Session 14
Setting Boundaries
From It Starts With Me
READ: 1 Corinthians 6:12-20, Titus 2:11-14
Let’s commit to set physical boundaries long before we get into a relationship. By knowing where you stand and what God has called you to do, you’ll be stronger and less likely to give into temptation when it comes.
It’s easy to decide you want to commit to purity. It’s way harder to follow through. Ambiguity is one of the leading causes of moral failure - you don’t make the right decision because you haven’t decided what the right decision is! A lot of us don’t take the time to process how we feel or what God has told us is within His will for us physically. It’s no wonder that when we’re in tempting situations, we cave.
Without knowing your own boundaries, it’s easy to blame the other person for ‘pushing your boundaries’ or ‘doing more than you would have wanted.’
Instead of making excuses, it’s time to own your purity.
Decide how God wants you to live and be bold! Share your thoughts with your boyfriend or girlfriend early on and build accountability within your relationship, as well as with other trusted friends. Don’t wait until you’ve gone too far and feel guilty to determine your boundaries. Don’t wait until you hit the other person’s boundaries. Take initiative to protect both your purity and your significant other’s purity. Your relationship with Jesus and your ability to hear His voice will grow stronger when you realize that purity starts with you.

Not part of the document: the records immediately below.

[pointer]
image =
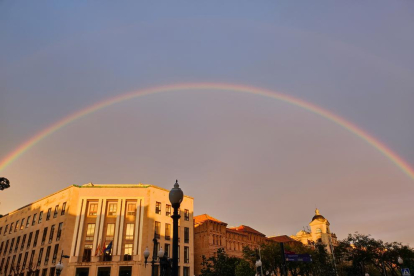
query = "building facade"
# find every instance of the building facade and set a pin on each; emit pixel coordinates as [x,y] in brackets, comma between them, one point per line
[319,232]
[104,229]
[210,234]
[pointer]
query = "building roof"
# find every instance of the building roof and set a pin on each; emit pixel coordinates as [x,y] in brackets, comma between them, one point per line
[318,216]
[282,238]
[236,232]
[204,217]
[245,228]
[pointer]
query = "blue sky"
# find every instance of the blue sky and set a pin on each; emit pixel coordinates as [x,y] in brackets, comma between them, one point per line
[352,58]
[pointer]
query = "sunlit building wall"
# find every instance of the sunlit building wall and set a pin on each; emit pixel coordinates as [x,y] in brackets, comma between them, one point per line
[122,219]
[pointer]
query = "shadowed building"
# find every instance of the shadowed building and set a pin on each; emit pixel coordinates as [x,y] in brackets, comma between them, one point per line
[319,232]
[211,234]
[104,229]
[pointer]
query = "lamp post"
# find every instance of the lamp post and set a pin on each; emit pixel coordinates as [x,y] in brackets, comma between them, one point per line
[400,262]
[59,266]
[259,267]
[176,197]
[164,262]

• Spend some time listing out 5-10 physical boundaries that you need to have. These need to be as honest and specific as possible. For example, we should not hang out in each other’s bedrooms alone.
• Pray that Jesus would give you a heart for purity and that you would truly desire to live your life His way and enjoy obeying Him.
• Tell someone about your physical boundaries. This forces you to be honest with yourself, and holds you to a higher level of accountability.